Biochemical and proteomic characterization of retrovirus Gag based microparticles carrying melanoma antigens

Abstract

Extracellular vesicles are membraneous particles released by a variety of cells into the extracellular microenvironment. Retroviruses utilize the cellular vesiculation pathway for virus budding/assembly and the retrovirus Gag protein induces the spontaneous formation of microvesicles or virus-like particles (VLPs) when expressed in the mammalian cells. In this study, five different melanoma antigens, MAGEA4, MAGEA10, MART1, TRP1 and MCAM, were incorporated into the VLPs and their localization within the particles was determined. Our data show that the MAGEA4 and MAGEA10 proteins as well as MCAM are expressed on the surface of VLPs. The compartmentalization of exogenously expressed cancer antigens within the VLPs did not depend on the localization of the protein within the cell. Comparison of the protein content of VLPs by LC-MS/MS-based label-free quantitative proteomics showed that VLPs carrying different cancer antigens are very similar to each other, but differ to some extent from VLPs without recombinant antigen. We suggest that retrovirus Gag based virus-like particles carrying recombinant antigens have a potential to be used in cancer immunotherapy.

Figure 1. Generation and purification of VLPs.

(A) General workflow of generation of MLV Gag based VLPs. (B) Schematic representation of the purification protocol. (C) Western blot analysis of VLPs. Particles obtained with ultracentrifugation through 20% sucrose cushion were further centrifuged through stepwise sucrose density gradient (20%, 35%, 45%, 60%) at 120 000 g and 4 °C for 1.5 h in a Beckman SW55 rotor and divided into 10 fractions. The presence of VLPs in each fraction was analyzed by specific antibodies against melanoma antigens and the MLV Gag protein. (D) Physical characterization of VLPs ultracentrifuged through 20% sucrose cushion as assessed by DLS. The mean value of 4 × 10 measurements performed at 22 °C is shown. (E) Transmission electron micrograph of negatively stained MAGEA4 VLPs purified through density gradient centrifugation. Enlarged image of particle is shown on the upper-right corner of the picture.

Figure 2. Surface analysis of melanoma antigens incorporated into VLPs.

FACS analysis was performed with VLPs bound to aldehyde/sulfate latex beads as described in Materials and Methods section. The red line corresponds to VLPs carrying recombinant melanoma antigens, the blue line to VLPs without cancer antigen, and grey area shows the signal obtained with secondary Alexa488-labelled antibody. One representative experiment out of the three performed is shown. MFI = Mean fluorescence intensity.

Figure 3. Subcellular localization of melanoma antigens used in this study.

The COP5 cells transfected with plasmids encoding for the MLV Gag protein and respective cancer antigen were grown on cover slips, fixed and incubated with specific antibodies and Alexa568-conjugated secondary antibody as described in Methods section. Untransfected cells (mock control) incubated with specific antibodies are shown. DAPI was used to stain nuclei of the cells.

Figure 4. Cell surface expression of melanoma antigens transiently expressed in COP5 cells.

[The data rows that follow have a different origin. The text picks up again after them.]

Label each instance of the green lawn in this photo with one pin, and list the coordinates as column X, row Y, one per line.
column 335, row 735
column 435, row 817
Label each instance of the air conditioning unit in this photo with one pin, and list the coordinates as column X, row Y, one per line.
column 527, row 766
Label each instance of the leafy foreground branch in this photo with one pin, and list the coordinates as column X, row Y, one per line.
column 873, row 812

(A) FACS analysis was performed with immunostained living cells transfected with plasmids encoding for cancer melanoma antigens MART1, TRP1, MCAM, MAGEA4 and MAGEA10, and MLV Gag. The red line corresponds to cells expressing recombinant melanoma antigens, the blue line to cells without cancer antigen, and grey area shows the signal obtained with secondary Alexa488-labelled antibody. The percentage of gated cells is shown (blue for cells without cancer antigen and red for cells expressing recombinant melanoma antigens) on the image. The image of MLV Gag contains the data of five transfections obtained with electroporation with five different melanoma antigens. In all cases, one representative experiment out of the two performed is shown. MFI = Mean fluorescence intensity. (B) Western blot analysis of COP5 cells expressing melanoma antigens. Lane 1, mock control; lane 2, transfected cells.

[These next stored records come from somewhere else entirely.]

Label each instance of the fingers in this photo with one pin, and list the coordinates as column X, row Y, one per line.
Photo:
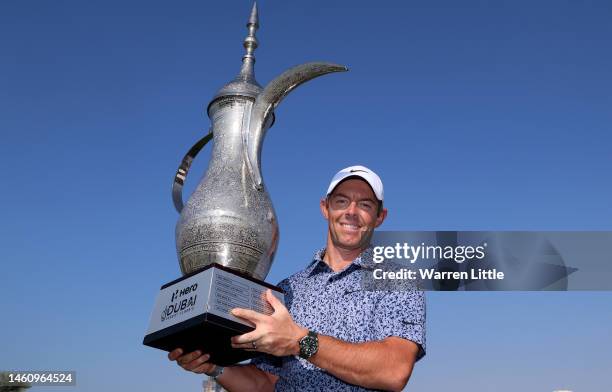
column 174, row 354
column 246, row 338
column 247, row 314
column 274, row 302
column 187, row 358
column 193, row 361
column 196, row 363
column 204, row 368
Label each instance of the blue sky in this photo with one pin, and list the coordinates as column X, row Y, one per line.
column 477, row 115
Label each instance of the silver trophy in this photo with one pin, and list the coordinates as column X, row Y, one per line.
column 227, row 233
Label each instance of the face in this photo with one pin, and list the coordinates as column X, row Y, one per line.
column 352, row 214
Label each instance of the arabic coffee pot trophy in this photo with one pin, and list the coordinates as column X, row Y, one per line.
column 227, row 232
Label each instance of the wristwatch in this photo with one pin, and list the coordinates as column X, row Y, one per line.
column 309, row 345
column 217, row 372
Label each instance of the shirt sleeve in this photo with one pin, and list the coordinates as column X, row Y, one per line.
column 402, row 314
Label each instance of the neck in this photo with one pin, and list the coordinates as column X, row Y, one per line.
column 338, row 258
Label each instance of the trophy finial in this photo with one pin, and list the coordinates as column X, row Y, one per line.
column 247, row 71
column 244, row 84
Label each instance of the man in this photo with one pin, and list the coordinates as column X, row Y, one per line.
column 333, row 335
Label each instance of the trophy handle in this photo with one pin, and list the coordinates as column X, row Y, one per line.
column 181, row 172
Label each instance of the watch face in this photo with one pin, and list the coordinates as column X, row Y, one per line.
column 309, row 345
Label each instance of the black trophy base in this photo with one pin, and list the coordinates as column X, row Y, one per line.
column 208, row 333
column 193, row 313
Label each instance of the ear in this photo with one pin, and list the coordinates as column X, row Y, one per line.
column 381, row 217
column 324, row 210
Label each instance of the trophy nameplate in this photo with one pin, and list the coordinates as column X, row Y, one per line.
column 193, row 313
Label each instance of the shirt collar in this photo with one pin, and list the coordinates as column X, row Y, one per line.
column 364, row 260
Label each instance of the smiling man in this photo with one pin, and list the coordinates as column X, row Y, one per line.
column 332, row 335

Figure 5. Proteomic analysis of VLPs.

(A) The composition of MLV Gag induced VLPs. (B) Correlation of protein abundances (LFQ intensity) between VLPs carrying MAGEA4 antigen with VLPs without recombinant antigen (MLV Gag). Pearson correlation coefficient is shown on the blot. (C) Differently expressed proteins in MLV Gag VLPs and VLPs carrying melanoma antigens. (D) Comparison of LFQ intensities of VLPs carrying different cancer antigens. (E) Western blot analysis of VLPs using antibodies against MLV Gag and cellular proteins α-tubulin, Rps6, Pabp, histone H3 and Mcm6. The equal amount of total protein (100 ng for MLV Gag and 2 μg for others) was loaded on each lane.